Where the damage lands is specific. Can decoding-time tuning preserve knowledge better than weight fine-tuning? finds that direct fine-tuning corrupts knowledge storage in the lower layers of the model — exactly where factual associations live — while approaches that leave the base weights untouched (shifting outputs at decoding time instead) preserve that knowledge and only nudge reasoning and style. That points to a mechanism: fact-injection updates collide with the dense, shared parameters that hold everything else, so a gradient step that pins down one new fact also perturbs many old ones.

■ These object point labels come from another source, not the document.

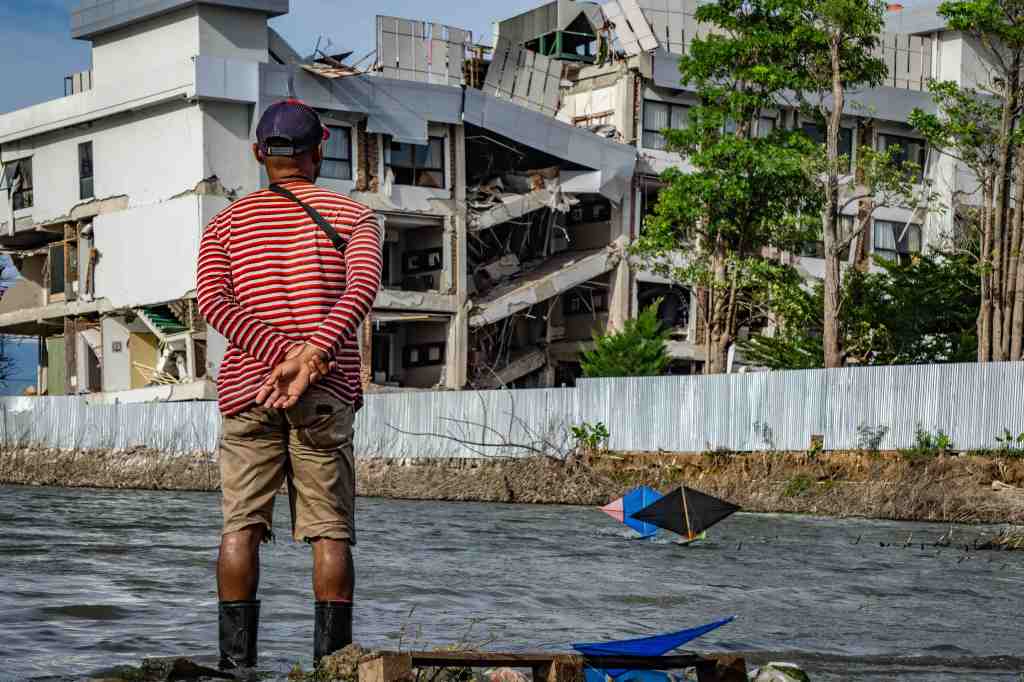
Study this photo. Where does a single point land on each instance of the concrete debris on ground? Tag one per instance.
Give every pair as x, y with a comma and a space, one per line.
510, 196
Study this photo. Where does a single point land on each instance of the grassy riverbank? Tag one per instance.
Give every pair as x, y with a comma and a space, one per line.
890, 485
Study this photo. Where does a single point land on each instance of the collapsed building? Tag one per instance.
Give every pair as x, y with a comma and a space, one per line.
509, 181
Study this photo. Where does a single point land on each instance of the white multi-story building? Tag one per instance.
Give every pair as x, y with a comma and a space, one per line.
507, 188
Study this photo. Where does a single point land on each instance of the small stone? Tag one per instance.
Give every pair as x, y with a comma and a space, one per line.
779, 672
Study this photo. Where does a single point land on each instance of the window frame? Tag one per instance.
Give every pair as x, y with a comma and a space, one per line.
22, 199
885, 142
645, 131
903, 250
336, 128
416, 169
56, 266
427, 255
816, 249
86, 181
423, 351
592, 302
844, 130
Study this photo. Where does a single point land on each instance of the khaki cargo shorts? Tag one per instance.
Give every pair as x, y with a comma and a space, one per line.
309, 448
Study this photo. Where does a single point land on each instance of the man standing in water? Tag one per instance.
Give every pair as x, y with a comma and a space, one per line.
287, 275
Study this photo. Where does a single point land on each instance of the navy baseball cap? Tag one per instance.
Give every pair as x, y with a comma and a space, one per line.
288, 128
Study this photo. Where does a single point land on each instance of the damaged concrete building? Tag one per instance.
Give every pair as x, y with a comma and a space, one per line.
509, 181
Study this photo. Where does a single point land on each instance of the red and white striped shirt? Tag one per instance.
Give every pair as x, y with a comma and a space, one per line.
269, 279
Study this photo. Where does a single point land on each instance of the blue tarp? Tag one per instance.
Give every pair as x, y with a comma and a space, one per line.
635, 501
658, 645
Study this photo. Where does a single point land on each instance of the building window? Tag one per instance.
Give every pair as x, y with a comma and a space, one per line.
656, 117
816, 249
766, 126
817, 134
338, 154
17, 181
424, 260
909, 150
424, 354
585, 302
419, 165
896, 241
85, 189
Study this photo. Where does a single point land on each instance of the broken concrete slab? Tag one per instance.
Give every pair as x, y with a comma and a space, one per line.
510, 207
517, 369
556, 275
425, 301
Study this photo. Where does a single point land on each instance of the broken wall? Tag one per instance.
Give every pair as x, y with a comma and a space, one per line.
147, 156
129, 242
29, 291
601, 95
412, 255
227, 153
421, 334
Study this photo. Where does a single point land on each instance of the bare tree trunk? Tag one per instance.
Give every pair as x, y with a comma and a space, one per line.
998, 246
718, 338
985, 260
1015, 317
829, 219
860, 248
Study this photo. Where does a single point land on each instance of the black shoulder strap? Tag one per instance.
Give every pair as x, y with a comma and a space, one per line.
328, 228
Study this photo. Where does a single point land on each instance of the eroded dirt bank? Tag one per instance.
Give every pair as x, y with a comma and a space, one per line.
946, 487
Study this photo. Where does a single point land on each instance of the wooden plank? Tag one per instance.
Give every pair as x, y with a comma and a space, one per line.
627, 39
677, 23
553, 88
540, 81
508, 76
723, 669
438, 55
531, 659
523, 73
387, 668
494, 80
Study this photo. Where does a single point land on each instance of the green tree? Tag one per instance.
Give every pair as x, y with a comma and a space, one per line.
638, 350
921, 311
835, 53
979, 125
744, 190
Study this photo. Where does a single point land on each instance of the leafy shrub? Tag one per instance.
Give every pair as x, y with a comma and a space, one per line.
869, 438
591, 437
928, 445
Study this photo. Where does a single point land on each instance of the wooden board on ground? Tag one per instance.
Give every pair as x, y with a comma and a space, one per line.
549, 667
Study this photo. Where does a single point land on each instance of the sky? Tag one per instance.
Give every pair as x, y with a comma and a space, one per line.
36, 49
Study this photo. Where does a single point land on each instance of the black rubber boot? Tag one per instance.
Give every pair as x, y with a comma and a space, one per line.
239, 631
333, 630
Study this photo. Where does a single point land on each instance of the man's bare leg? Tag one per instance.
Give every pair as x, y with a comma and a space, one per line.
238, 581
238, 564
334, 581
334, 573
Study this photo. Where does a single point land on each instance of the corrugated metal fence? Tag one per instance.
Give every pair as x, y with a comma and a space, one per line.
974, 403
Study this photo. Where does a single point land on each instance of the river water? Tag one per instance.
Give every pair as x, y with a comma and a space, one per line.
92, 579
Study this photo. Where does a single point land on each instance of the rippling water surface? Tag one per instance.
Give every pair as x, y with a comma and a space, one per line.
93, 579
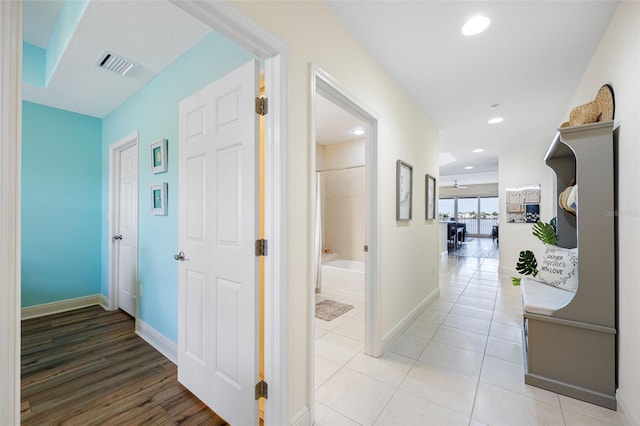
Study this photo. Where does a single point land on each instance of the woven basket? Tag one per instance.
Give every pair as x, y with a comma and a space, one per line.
602, 108
583, 114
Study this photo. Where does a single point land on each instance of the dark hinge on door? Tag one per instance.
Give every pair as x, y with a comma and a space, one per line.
262, 247
262, 105
262, 390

This reframes overfitting as a distance-from-base problem, not just a too-many-epochs problem. Does staying close to the base model preserve learning ability? shows that the further training drags a model from its original distribution, the more it loses — staying close to the base preserves plasticity and the ability to keep learning, while parameter-heavy updates stall when the domain shifts. The same tension shows up from the opposite direction in Why do language models ignore information in their context?: strong baked-in associations are so dominant that the model ignores contradicting information in its own prompt. Weights resist new facts (you have to push hard to overwrite a prior) and that hard push is exactly what spills over into forgetting.

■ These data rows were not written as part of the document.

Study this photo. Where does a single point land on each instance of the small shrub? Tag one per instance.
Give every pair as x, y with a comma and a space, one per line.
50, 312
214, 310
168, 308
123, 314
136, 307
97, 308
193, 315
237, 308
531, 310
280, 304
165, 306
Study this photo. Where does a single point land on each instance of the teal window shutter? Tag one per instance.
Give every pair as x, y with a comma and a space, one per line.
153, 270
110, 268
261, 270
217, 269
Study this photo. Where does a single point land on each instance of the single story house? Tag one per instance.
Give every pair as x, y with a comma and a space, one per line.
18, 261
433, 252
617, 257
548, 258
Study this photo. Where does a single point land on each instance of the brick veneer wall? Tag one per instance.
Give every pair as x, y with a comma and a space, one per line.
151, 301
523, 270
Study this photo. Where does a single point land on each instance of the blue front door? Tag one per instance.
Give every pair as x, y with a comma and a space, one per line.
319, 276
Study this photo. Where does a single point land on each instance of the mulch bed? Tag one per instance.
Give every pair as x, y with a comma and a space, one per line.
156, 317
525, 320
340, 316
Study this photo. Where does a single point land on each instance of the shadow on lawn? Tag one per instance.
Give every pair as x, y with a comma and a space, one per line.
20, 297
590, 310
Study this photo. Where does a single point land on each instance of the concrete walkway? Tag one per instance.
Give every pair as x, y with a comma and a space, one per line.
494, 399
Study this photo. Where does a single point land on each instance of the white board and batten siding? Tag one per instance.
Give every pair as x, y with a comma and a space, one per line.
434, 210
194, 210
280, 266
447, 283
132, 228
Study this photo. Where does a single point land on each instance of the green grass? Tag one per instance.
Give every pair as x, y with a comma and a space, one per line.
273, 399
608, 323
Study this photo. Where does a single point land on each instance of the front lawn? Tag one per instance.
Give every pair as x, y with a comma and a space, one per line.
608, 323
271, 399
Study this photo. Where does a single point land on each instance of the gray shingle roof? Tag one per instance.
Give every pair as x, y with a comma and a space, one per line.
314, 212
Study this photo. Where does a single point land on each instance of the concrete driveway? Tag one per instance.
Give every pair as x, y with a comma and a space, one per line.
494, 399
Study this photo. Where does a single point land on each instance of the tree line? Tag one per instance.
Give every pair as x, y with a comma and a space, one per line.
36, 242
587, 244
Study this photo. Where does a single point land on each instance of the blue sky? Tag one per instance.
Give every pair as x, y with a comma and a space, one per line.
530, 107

The practical lever the corpus keeps returning to is: don't touch the weights. Can editing hidden representations beat weight updates for finetuning? learns interventions on frozen representations and beats weight-updating methods like LoRA by 10-50x on parameter efficiency — because it adapts behavior without disturbing stored knowledge at all. Combined with the tool-use result, a pattern emerges: facts that change or accumulate belong outside the parameters (retrieval, tools, decoding-time steering), and weights are best reserved for skills and style. The thing you didn't know you wanted to know: overfitting-on-facts is less a regularization failure and more a storage-architecture mismatch — you're writing mutable data into a fixed-size, densely-shared medium, and overwriting is the price.
Sources 5 notes
A formal proof and experiments show in-weight memorization is bounded by model size, while tool-use enables unbounded factual recall through a simple circuit. In-weight finetuning also degrades general capability by overwriting prior knowledge.
Proxy-tuning closes 88-91% of the alignment gap while surpassing direct fine-tuning on knowledge tasks by leaving base model weights untouched. Direct fine-tuning corrupts knowledge storage in lower layers, whereas proxy-tuning applies distributional shifts that primarily affect reasoning and style.
FST-trained models stay up to 70% closer to their base distribution than parameter-only RL, and this reduced drift preserves the model's ability to learn subsequent tasks effectively. Parameter-only approaches stall when task domains change, while low KL drift enables sustained adaptation.
Research demonstrates that LMs generate outputs inconsistent with their context because parametric knowledge from training dominates over in-context information. Textual prompting alone cannot override strong priors; causal intervention in representations is required.
ReFT learns task-specific interventions on frozen model representations rather than updating weights, with LoReFT (low-rank linear subspace variant) dramatically outperforming LoRA across reasoning, instruction-following, and NLU benchmarks while using far fewer parameters.